Along with her husband and children, Ella worked as a missionary with the pygmies in Africa for fifty-two years. She had left her country, her family, and all that was familiar. Primitive doesn't begin to describe her living conditions in the scorching heat and humidity of the African bush. But Ella found no relief because electricity, air conditioning, and other modern conveniences were only a dream. Some days it was so unbearably hot that she had to bring the thermometer inside because it couldn't register past 120 degrees without breaking.

Ella's daughter, Mimi, is my friend. Mimi wondered how her mother had done it -- how she had lived a life of contentment when her circumstances would have caused the hardiest to complain. Recently Mimi unearthed a treasure, a much more significant find than gold or silver. In an old diary of her mother's, she discovered Ellas' prescription for contentment:

  • Never allow yourself to complain about anything - not even the weather.
  • Never picture yourself in any other circumstances or someplace else.
  • Never compare your lot with another's.
  • Never allow yourself to wish this or that had been otherwise
  • Never dwell on tomorrow - remember it is God's not ours.
Her words overwhelm me; they shame me How could Ella not complain of the weather when the perspiration dripped off her, when the stale, humid air kept her from sleeping?

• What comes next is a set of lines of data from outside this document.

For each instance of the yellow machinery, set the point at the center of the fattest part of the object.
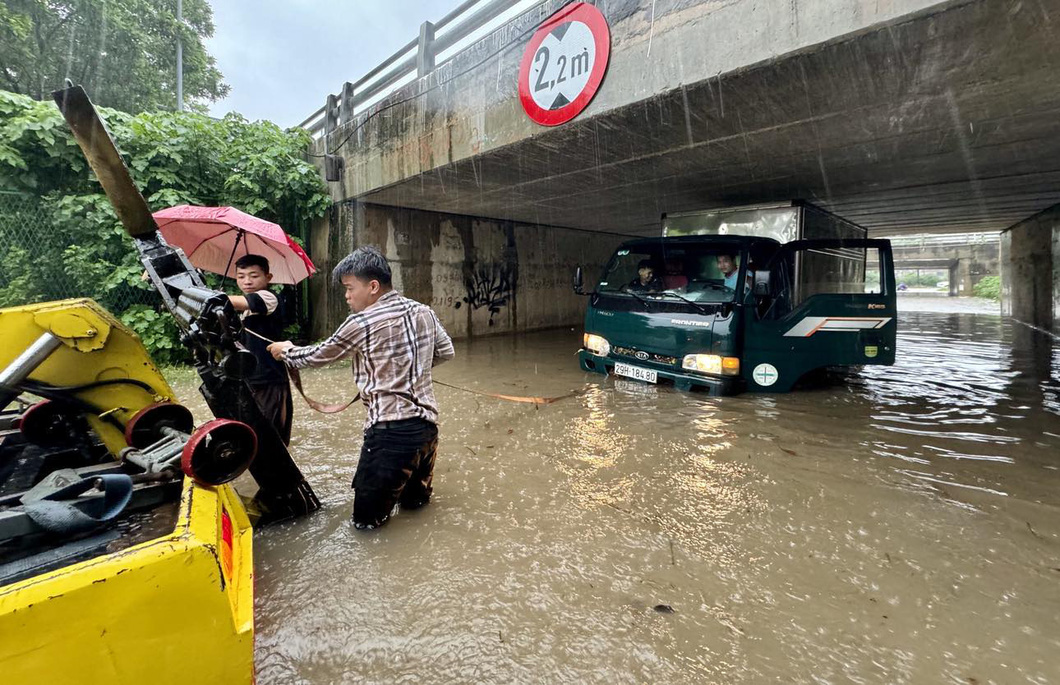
(113, 602)
(115, 567)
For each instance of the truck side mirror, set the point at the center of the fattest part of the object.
(579, 281)
(761, 283)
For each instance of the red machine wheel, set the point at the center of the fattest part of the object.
(145, 427)
(218, 452)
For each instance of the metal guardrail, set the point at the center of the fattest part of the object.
(946, 240)
(417, 57)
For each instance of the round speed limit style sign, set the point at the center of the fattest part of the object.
(564, 64)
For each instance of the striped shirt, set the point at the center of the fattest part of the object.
(393, 344)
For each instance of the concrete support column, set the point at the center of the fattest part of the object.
(1030, 269)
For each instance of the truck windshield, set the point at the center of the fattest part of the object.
(700, 274)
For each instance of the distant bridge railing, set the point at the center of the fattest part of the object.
(949, 240)
(414, 60)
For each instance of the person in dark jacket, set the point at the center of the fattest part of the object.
(262, 322)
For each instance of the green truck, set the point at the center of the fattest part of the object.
(753, 298)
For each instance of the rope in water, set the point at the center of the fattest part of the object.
(296, 380)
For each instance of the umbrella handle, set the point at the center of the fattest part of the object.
(235, 246)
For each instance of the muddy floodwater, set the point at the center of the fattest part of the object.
(901, 527)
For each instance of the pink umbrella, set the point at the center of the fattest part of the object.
(213, 238)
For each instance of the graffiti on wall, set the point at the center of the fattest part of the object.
(490, 285)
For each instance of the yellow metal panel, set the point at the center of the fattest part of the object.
(161, 612)
(83, 359)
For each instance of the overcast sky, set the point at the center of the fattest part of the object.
(282, 57)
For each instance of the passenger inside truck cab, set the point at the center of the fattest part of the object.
(647, 279)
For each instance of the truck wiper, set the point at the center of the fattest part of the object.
(699, 308)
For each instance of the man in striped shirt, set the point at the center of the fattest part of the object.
(394, 343)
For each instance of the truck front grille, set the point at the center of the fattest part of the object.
(642, 355)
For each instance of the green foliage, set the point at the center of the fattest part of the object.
(68, 242)
(158, 332)
(989, 286)
(122, 51)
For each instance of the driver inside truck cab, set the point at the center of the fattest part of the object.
(727, 265)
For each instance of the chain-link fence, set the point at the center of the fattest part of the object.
(40, 260)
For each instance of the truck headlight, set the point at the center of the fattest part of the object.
(596, 344)
(711, 364)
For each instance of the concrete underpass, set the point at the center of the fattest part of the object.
(906, 118)
(898, 526)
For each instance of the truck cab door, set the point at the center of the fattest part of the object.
(819, 303)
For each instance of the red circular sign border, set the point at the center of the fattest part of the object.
(601, 34)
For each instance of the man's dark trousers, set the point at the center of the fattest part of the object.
(396, 466)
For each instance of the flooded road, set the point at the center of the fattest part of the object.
(899, 528)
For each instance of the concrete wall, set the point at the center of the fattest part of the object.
(470, 105)
(1030, 269)
(480, 276)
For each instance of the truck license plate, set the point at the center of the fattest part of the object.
(648, 375)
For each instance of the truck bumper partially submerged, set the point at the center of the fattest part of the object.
(679, 379)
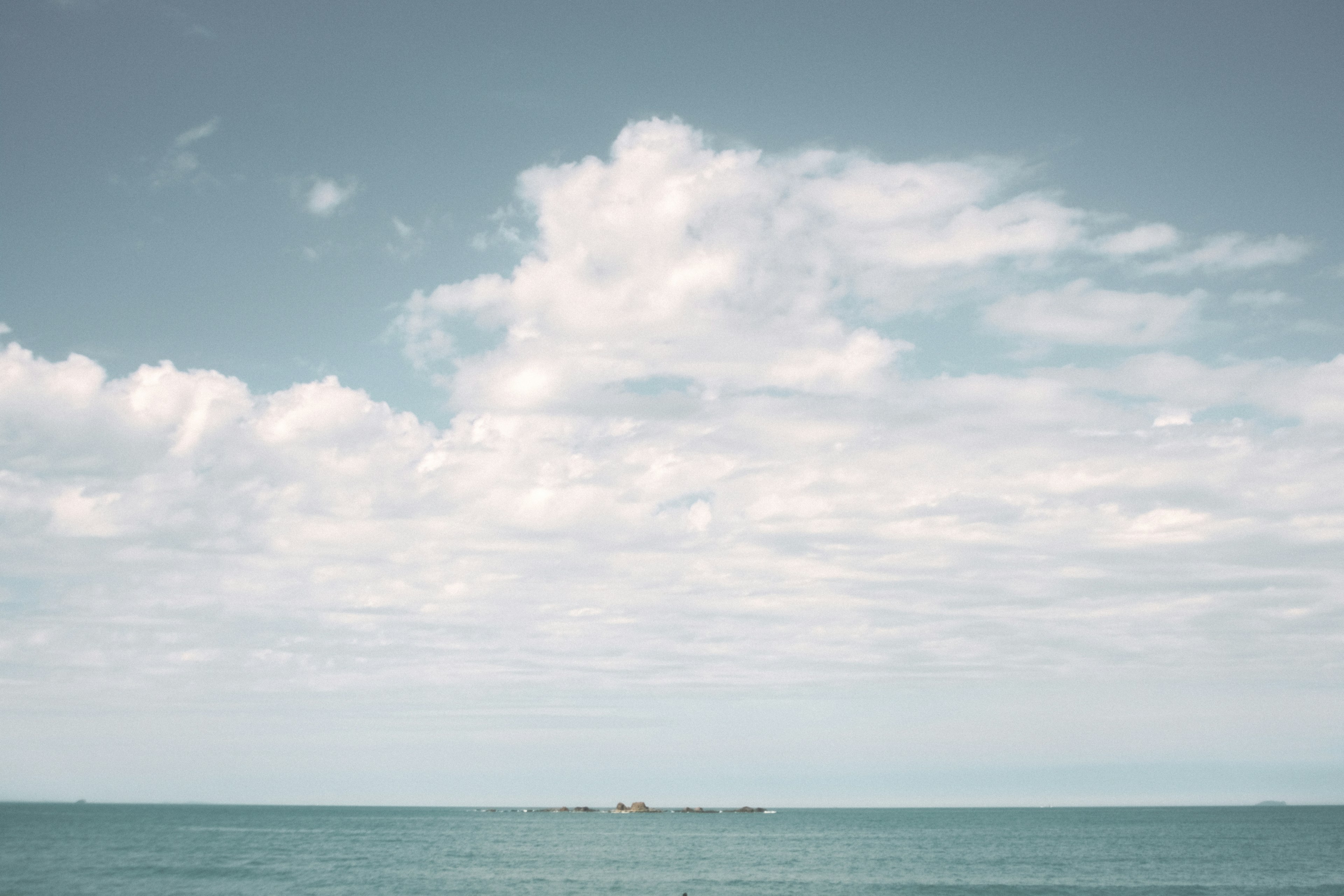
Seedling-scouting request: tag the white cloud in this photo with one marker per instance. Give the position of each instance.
(1084, 315)
(200, 132)
(1260, 298)
(1234, 252)
(181, 166)
(409, 242)
(691, 458)
(324, 197)
(1146, 238)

What made her everyday focus so different...? The secret is in Ella's last statement. Her eyes were fixed on eternity. Her tomorrows belonged to God. She had given them to Him. And because all her tomorrows were nestled in God's strong arms, she was free to live today. One day at a time she could make the right choices and grow to posses the holy habit of contentment. Ella's focus was eternal, and her focus led to an internal contentment."

3 comments:

Sarah Cook said...

I think God had you write this on your blog for ME! I heard something the other day (I think on the radio) that made me really think... I guess my real need is not ____. Fill in that blank with whatever my heart has been longing for, because it won't fill the deeper need. My deep need right now is contentment!!!! I daydream all the time about changing my circumstances, and it has breeded in me a very real discontentment with just about everything!!! I so needed to read what you wrote today. Thanks!

Reese said...

Soul-searching.Convicting....Lord, help me. Thanks for sharing this Liz.

xo

Pamela said...

Contentment has been "my word" this whole year. God has show me so many things in my journey. I wish I would have had Ella's list--it simplifies the word, doesn't it?